Elle s’interrompit pour dévisager O’Connor par-dessus le rebord de ses lunettes de soleil avant de poursuivre :

— J’ai pris des dispositions pour passer un peu de temps à Abydos, pas très loin de Louxor. Une équipe américaine de l’université de Pennsylvanie y a fait une découverte très excitante – le tombeau d’un roi jusqu’ici inconnu. Je serais ravie que tu viennes avec moi, mais cela dépend de ton emploi du temps dont tu ne m’as absolument rien dit pour le moment.

— J’ai un petit boulot ce soir et ensuite deux journées libres avant mon départ.

— Deux jours… c’est tout ce à quoi j’ai droit ?

Aleta faisait semblant de bouder mais ses yeux brillaient.

*
*     *

O’Connor se gara à une centaine de mètres de la clôture qui entourait les jardins du palais Kashta. Il enfila sa cagoule et des gants en cuir avant de scruter la zone avec ses lunettes à vision nocturne. Le chef de station de la CIA à l’ambassade du Caire avait fait du bon boulot. Non seulement il avait mis en place une surveillance des lieux, qui avait établi que le palais n’avait pas été utilisé depuis la mystérieuse rencontre qui s’y était tenue, mais il avait aussi fait embaucher un de ses agents dans l’entreprise de nettoyage qui s’occupait du palais. Les rapports indiquaient que deux gardes restaient en permanence sur le site, opérant depuis une salle de contrôle située au sous-sol. Des effectifs largement inférieurs à ceux qui avaient été mobilisés lors de cette réunion et qui avaient été dignes d’une réunion du G7. Les équipes changeaient à 7 heures et 19 heures ; une ronde à l’extérieur du bâtiment avait lieu à 22 heures et une autre à 2 heures du matin.

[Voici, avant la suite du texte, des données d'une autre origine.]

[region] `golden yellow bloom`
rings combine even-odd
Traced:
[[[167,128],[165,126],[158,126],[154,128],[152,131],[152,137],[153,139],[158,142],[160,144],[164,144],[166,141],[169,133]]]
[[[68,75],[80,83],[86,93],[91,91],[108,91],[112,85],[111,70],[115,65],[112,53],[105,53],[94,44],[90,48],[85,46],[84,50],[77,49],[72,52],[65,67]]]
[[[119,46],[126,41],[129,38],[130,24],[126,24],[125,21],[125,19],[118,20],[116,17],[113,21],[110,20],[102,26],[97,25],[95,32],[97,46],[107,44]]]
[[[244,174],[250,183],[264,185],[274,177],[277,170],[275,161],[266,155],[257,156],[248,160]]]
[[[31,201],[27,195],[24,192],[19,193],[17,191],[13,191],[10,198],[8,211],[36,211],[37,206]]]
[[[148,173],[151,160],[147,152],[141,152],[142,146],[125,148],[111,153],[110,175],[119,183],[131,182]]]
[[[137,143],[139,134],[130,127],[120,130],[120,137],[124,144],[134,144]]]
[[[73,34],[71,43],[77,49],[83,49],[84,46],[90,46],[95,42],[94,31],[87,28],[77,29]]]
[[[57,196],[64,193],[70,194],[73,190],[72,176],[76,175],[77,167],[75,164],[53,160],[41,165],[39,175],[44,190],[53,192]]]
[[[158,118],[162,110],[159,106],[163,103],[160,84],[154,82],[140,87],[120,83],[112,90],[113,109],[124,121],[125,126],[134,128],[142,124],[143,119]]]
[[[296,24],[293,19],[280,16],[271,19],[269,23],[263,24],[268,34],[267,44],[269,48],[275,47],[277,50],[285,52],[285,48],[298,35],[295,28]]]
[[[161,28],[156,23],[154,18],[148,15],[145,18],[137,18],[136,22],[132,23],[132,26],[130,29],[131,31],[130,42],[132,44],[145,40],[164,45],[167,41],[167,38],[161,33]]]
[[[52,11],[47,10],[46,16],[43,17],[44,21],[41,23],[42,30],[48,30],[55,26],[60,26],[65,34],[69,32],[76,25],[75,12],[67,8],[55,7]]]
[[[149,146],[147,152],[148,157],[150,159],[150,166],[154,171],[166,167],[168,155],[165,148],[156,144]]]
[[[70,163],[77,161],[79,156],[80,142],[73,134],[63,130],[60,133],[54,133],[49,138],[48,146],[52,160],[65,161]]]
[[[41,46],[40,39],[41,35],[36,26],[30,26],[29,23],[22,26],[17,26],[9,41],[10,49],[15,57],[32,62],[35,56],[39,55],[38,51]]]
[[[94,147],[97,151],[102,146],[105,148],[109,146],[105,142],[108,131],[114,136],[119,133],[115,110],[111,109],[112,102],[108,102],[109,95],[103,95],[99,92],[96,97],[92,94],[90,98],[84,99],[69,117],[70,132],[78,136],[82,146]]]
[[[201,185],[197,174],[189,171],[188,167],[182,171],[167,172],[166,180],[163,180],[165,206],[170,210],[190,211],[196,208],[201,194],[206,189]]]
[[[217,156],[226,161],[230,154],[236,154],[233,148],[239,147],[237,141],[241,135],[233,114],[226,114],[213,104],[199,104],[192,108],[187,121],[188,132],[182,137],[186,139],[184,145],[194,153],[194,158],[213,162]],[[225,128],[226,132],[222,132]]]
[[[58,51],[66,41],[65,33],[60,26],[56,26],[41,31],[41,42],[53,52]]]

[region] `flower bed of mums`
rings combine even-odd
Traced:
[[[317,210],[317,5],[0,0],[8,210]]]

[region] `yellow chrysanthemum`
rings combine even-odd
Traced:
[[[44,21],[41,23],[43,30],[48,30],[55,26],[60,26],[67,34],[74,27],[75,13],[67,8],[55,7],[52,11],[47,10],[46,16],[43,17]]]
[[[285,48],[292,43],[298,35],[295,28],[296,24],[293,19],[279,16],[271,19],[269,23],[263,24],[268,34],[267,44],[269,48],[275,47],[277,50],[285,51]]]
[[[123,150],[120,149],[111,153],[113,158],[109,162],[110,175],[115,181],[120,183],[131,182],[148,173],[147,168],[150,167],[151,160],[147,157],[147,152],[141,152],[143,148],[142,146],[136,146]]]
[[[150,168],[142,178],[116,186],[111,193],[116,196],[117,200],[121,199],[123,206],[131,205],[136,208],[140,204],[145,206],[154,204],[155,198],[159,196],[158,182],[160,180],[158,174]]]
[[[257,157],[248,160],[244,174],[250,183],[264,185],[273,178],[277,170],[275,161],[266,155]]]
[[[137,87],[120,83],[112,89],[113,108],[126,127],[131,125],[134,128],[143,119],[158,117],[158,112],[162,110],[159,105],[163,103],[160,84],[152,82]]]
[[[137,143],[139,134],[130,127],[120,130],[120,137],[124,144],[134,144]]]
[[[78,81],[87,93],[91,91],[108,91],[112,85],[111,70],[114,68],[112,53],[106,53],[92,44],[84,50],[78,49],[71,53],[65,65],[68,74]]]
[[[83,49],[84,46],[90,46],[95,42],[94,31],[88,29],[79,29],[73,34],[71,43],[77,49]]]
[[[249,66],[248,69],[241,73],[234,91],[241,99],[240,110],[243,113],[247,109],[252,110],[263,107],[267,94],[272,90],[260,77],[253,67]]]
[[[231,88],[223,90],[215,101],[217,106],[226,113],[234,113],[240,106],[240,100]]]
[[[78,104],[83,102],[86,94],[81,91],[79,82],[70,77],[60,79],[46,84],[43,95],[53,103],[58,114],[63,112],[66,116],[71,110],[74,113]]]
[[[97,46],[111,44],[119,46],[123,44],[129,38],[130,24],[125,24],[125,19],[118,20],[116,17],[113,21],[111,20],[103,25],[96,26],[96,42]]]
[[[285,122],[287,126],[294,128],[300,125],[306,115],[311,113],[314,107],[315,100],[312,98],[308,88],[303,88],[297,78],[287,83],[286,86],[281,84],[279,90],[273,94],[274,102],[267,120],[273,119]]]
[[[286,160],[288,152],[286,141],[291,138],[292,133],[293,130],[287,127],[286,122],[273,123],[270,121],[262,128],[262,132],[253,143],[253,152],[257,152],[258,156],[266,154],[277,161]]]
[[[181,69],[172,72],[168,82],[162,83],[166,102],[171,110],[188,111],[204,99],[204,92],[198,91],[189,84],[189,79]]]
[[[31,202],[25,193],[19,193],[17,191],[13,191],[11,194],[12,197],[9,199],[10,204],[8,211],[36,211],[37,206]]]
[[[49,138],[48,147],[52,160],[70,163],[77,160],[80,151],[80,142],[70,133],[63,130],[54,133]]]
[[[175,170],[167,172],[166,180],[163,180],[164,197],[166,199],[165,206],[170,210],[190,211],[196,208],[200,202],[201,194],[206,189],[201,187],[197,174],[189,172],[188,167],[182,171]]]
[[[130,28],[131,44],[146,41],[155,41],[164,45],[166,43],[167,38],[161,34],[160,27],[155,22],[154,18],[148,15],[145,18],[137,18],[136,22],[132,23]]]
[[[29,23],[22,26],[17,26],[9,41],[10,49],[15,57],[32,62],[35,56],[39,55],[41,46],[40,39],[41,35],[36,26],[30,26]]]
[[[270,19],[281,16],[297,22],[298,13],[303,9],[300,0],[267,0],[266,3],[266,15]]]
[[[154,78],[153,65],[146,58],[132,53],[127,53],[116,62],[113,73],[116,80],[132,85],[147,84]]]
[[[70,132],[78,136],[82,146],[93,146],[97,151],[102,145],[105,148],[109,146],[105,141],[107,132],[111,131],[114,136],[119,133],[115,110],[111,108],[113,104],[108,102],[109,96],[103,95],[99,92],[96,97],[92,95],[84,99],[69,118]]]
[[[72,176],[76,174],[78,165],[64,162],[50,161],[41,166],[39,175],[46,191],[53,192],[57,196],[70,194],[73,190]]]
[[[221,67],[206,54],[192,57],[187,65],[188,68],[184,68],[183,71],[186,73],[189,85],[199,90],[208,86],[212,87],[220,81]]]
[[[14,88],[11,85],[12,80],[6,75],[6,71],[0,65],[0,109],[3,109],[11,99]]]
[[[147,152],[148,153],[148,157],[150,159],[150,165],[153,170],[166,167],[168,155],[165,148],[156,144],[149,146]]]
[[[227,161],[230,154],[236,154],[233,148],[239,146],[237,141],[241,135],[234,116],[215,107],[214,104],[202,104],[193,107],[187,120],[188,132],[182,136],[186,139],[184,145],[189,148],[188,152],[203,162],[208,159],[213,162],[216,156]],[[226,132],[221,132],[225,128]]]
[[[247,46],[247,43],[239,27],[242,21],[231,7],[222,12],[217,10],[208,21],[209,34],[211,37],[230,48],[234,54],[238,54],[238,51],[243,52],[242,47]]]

Il était tout juste 10 heures. Un garde basané et solidement bâti apparut à la porte d’entrée, une cigarette au coin des lèvres. O’Connor attendit qu’il termine sa tournée d’inspection et disparaisse à nouveau à l’intérieur du bâtiment. À travers ses lunettes, il se concentra sur la clôture d’enceinte. Des caméras de sécurité étaient disposées tous les 60 mètres, mais à l’arrière du complexe, deux grands sycomores dominaient le grillage. Se postant derrière l’un d’entre eux, il y fixa un petit laser très puissant. Le rayon de lumière quasiment monochromatique allait oblitérer toute image transmise par la caméra ; dans la salle de contrôle, cela ressemblerait à un défaut de fonctionnement.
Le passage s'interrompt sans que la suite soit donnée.